Гилберт Кит Честертон
Английский с улыбкой:Охотничьи рассказы = Tales of the Long Bow
© Пирогов М. С. , адаптация текста, комментарии, словарь, 2016
© ООО «Издательство АСТ», 2016
Chapter I. The unpresentable appearance of colonel crane
These stories tell about things recognized as impossible to do. If the writer just said that they happened, without saying how they happened, nobody would believe him, just like no one believes the story about the cow who jumped over the moon.
The first story begins on a straight road of bright houses in a suburb of a big city. The time was about twenty minutes to eleven on Sunday morning, when a procession of suburban families in Sunday clothes were going up the road to church. And the man was a very respectable retired military man named Colonel Crane, who was also going to church, as he had done every Sunday at the same hour for many years. He was dressed very elegantly for church as if for parade; but his clothes did not stand out in any way.
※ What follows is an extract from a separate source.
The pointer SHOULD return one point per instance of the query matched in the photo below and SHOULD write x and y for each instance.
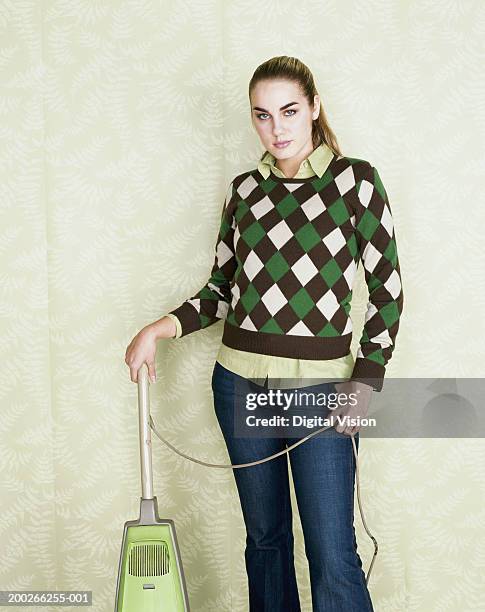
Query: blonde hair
(292, 69)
He was quite handsome in a dry, sun-baked style; but his blond hair was of a colourless sort, and though his blue eyes were clear, they looked out a little heavily under lowered eyelids.When he came out of his front door on that particular morning, he was twisting a piece of paper in his fingers and frowning. Instead of walking straight to his garden gate he walked once or twice up and down his front garden, swinging his black walking-stick. The note had been given to him at breakfast, and it clearly described some practical problem which he needed to solve immediately. He stood for a few minutes looking at a red flower on of the nearest flower-bed; and then a new expression came to his bronzed face. Folding up the paper and putting it into his pocket, he walked round the house to the back garden. Behind the back garden there was a kitchen-garden, in which an old servant named Archer was working as a gardener.